Mother. Remember the tale of your uncle. The wagon crawls, the mule’s head nods. Thunder in the distance. Remember the tale as you told it to me, as you live it each and every day. Mother, the high road is the Wastelands. And I can hear the swarm-I can hear it!

Elder Gods were reluctant, belligerent oracles. In the grip of such a power, no mortal could speak in freedom. Clarity was defied, precision denied. Only twisted words and images could come forth. Only misdirection played true.

But Felash was clever, the cleverest of all her beloved daughters. And so Abrastal understood. She comprehended the warning.

The moment vanished, but the pain of that assault remained. Weeping blood-clouded tears, she struggled and pushed her way through panicked staff and bodyguards, stumbled outside, naked above the hips, her fiery hair snarled and matted with sweat. On her skin the salt already rimed and she stank as would a body pulled up from the sea bottom.

Arms held out to keep everyone away, she stood, gasping, head hanging down, struggling to recover her breath. And, finally, she managed to speak.

‘Spax. Get me Spax. Now .’

Gilk warriors gathered in their kin groups, checking weapons and gear. Warchief Spax stood watching, scratching his beard, the sour ale from the cask the night before swirling ominously in his belly. Or maybe it was the goat shank, or that fist-sized brick of bitter chocolate-something he’d never seen nor tasted before arriving in Bolkando, but if the good gods shat it was surely chocolate.

He saw Firehair’s runner long before the man arrived. One of those scrawny court mice, all red-faced from the exertion, his quivering lip visible from ten paces away. His own scouts had informed him that they were perhaps a day away from the Bonehunters-they’d made good time, damn near impoverishing Saphinand’s traders in the process, and for all his bravado Spax was forced to admit that both the Khundryl Burned Tears and the Perish were as tough as a cactus-eater’s tongue. Almost as tough as his own Barghast. Common opinion had it that armies with trains were slow beasts even on the most level ground, but clearly neither Gall of the Burned Tears nor Krughava of the Perish paid any heed to common opinion.

Glancing at his own warriors one more time before the runner arrived, he saw that they were showing fatigue. Not enough to worry him, of course. One more day, after all, and then Abrastal could have her parley with the Malazans and they could all turn round and head home at a far more reasonable pace.

‘Warchief!’

‘What’s got her excited now?’ Spax asked, ever pleased to bait these fops, but this time the young man did not react to the overfamiliarity with the usual expression of shock. In fact, he continued as if he’d not heard Spax.

‘The Queen demands your presence. At once.’

Normally, even this command would have elicited a sarcastic comment or two, but Spax finally registered the runner’s fear. ‘Lead on then,’ he replied in a growl.
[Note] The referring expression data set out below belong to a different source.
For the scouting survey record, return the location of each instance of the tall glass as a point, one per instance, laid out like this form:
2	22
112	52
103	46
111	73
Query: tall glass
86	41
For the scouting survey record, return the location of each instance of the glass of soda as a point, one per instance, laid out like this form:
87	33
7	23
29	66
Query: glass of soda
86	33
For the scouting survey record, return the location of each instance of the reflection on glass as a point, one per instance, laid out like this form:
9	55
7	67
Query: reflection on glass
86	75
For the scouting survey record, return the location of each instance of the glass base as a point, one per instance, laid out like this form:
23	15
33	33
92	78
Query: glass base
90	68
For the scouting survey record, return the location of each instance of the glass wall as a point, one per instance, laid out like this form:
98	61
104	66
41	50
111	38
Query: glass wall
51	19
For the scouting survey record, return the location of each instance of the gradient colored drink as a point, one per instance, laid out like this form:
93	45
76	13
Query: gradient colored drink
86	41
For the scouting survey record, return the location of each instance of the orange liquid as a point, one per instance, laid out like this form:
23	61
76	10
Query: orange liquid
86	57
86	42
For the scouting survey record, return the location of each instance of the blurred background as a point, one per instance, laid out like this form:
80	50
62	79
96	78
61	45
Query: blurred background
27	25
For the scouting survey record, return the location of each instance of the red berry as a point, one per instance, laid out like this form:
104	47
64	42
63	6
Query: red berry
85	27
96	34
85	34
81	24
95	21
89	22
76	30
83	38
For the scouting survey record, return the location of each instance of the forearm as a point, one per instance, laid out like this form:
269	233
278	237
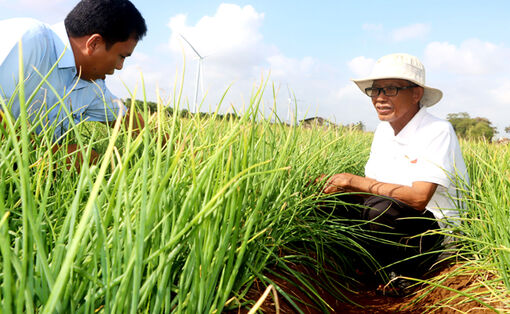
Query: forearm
418	195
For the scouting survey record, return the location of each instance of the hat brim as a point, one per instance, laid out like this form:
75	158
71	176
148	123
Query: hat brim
431	96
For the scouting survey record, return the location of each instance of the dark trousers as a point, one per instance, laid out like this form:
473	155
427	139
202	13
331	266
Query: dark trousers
402	238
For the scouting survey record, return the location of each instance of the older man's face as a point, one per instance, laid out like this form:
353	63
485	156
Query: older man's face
400	109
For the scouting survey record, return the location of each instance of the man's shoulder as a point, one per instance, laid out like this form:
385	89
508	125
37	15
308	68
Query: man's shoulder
21	26
431	122
13	30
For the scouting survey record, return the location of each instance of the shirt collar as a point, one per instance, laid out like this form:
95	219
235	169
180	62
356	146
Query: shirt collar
61	43
406	134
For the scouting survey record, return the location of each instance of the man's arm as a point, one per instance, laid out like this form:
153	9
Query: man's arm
417	196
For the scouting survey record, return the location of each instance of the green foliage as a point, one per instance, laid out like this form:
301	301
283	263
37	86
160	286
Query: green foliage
183	113
471	128
183	227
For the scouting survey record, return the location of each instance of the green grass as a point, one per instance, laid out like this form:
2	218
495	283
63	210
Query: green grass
188	226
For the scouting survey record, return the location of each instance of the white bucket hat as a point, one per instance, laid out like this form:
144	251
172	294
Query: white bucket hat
401	66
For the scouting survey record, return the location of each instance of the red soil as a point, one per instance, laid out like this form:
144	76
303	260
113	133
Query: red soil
366	300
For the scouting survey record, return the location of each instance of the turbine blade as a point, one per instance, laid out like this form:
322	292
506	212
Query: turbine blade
191	46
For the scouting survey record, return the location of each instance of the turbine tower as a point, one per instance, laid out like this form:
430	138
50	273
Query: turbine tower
200	79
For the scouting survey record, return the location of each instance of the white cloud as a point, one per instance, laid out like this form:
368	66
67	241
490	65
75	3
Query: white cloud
473	76
372	27
471	57
49	11
410	32
361	66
Dressed now in armour, Queen Abrastal was in no mood for banter, and she’d already said enough to the Gilk Warchief to keep him silent as he rode at her side towards the Perish camp. The morning’s light was clawing details down the furrowed scape of the mountains to the west. Dust hung over the raw tracks leading to and from the Saphinand border, and already lines of wagons and carriages were streaming out from the three camps, beds empty barring chests of coin, merchant guards and prostitutes. They would be back out here and waiting, she knew, for the return of the Evertine Legion.

They might have a long wait.

She had told Spax of the sending, had registered with little surprise his scowl. The Barghast knew enough to have no doubt about such things. He had even commented that his own warlocks and witches had been complaining of weakness and blindness-as if the Barghast gods had been driven away, or did not possess the strength to manifest in the Wastelands.
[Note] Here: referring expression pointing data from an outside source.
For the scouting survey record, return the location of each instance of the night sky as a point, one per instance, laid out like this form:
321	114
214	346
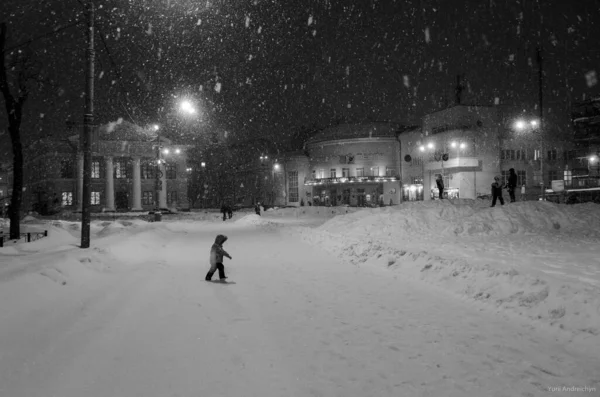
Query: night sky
268	68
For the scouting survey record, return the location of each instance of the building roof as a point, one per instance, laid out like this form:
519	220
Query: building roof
354	131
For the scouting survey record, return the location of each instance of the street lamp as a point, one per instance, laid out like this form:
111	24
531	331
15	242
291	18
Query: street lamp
187	107
522	125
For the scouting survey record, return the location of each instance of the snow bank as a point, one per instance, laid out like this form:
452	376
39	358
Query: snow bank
537	259
253	219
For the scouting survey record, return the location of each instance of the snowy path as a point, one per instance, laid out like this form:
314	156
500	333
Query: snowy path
296	323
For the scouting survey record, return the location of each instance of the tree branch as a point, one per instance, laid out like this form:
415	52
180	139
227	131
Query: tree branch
4	87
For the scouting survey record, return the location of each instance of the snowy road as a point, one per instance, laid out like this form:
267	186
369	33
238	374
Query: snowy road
296	323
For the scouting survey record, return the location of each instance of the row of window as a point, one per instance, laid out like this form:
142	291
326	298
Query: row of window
521	154
147	198
373	171
121	169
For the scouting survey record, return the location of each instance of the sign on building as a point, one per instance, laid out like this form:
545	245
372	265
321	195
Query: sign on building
558	186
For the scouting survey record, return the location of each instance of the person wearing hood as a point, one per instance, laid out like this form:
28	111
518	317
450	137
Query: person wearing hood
439	181
224	211
216	258
512	184
497	187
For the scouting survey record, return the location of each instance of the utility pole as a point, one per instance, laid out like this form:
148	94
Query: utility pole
541	110
88	121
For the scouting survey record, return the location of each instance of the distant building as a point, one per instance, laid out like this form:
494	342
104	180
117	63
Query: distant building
586	123
347	164
469	145
123	172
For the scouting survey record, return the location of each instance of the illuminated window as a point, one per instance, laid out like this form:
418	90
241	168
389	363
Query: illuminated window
67	198
147	198
95	198
96	169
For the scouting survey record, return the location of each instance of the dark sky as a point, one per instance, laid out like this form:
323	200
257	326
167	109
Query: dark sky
281	65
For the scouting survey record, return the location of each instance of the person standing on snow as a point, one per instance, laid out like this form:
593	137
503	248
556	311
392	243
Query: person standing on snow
512	184
216	258
497	191
440	184
224	211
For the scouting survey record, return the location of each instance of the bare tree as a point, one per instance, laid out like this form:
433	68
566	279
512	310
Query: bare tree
14	110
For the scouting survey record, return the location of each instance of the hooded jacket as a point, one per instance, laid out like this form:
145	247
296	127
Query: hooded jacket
512	179
217	252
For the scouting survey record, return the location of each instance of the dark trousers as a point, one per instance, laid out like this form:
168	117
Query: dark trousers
213	269
499	197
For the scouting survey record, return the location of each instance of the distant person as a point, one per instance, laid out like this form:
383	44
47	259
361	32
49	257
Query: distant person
216	258
497	191
224	211
257	209
512	184
440	184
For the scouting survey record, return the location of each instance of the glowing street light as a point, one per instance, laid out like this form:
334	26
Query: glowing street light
187	107
520	125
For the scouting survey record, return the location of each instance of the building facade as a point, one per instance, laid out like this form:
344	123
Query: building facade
348	164
469	145
130	171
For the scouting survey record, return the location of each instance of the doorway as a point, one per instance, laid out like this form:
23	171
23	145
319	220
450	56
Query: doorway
122	201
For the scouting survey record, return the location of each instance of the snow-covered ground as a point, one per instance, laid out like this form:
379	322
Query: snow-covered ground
538	259
424	299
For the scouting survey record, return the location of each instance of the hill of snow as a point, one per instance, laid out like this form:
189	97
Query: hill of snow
537	259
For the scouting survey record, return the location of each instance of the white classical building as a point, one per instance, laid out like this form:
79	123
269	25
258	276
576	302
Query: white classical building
126	174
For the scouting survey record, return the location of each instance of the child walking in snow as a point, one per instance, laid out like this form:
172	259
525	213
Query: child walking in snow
216	258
As the horses were being readied, he’d spoken of the belief in convergence, and she had been impressed to discover that behind his white skull paint and turtle-shelled armour, this barbarian knew of the world beyond his own tribe and his own people. The notion of power drawing power, however, did not seem to draw close to her sense of what was coming.

‘You say that such forces are fated to meet, Spax. But… this is not the same. ’
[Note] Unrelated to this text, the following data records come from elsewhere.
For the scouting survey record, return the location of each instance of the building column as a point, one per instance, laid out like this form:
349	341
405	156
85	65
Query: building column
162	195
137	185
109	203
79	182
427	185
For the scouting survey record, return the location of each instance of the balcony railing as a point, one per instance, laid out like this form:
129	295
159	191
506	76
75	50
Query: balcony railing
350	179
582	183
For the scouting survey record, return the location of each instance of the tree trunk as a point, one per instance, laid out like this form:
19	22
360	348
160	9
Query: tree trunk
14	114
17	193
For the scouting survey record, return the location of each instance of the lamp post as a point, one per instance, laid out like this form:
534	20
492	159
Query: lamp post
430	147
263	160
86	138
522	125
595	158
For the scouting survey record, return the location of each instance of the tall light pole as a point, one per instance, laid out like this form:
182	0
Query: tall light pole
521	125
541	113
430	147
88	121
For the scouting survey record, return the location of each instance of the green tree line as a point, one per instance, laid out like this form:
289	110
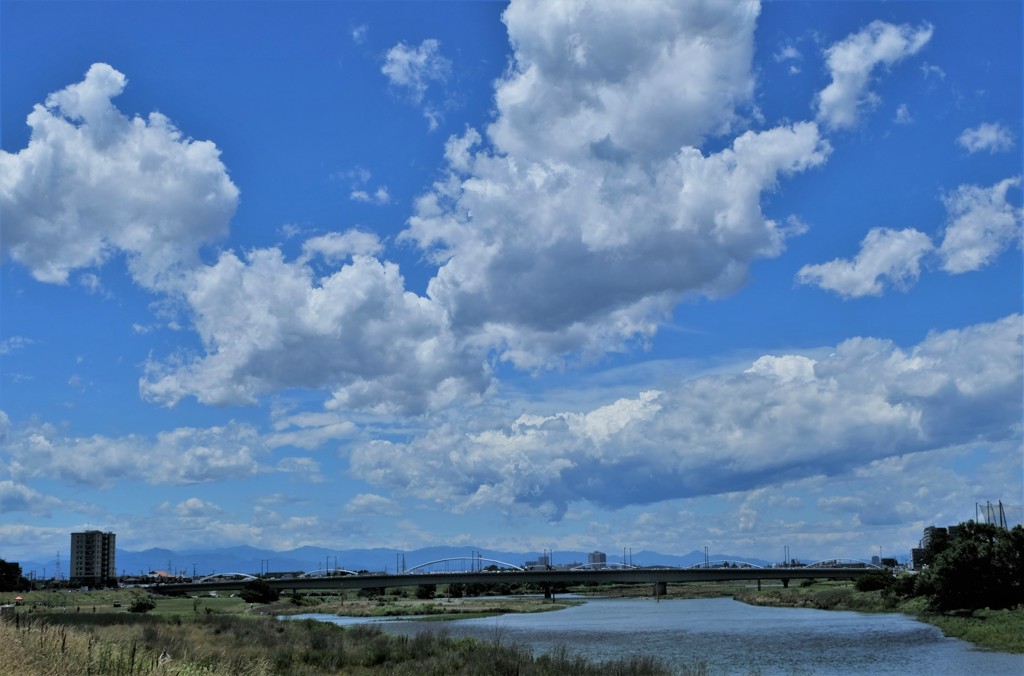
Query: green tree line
981	567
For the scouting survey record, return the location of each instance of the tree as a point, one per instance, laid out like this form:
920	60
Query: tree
259	591
10	577
141	604
982	567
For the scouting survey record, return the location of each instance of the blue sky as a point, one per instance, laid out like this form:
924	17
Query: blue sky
540	276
‘How do you mean, Highness?’

‘Is chance the weapon of fate? One might say so, I imagine, but what is drawing close before us, Spax, is something crueller. Random, unpredictable. Stupid, in fact. It is the curse of being in the wrong place at the wrong time.’

He’d chewed on that for a moment, and then he said, ‘Will you seek to turn them away? Firehair, this Krughava is rooted like a mountain. Her path is the river of its melting crown. You will fail, I think.’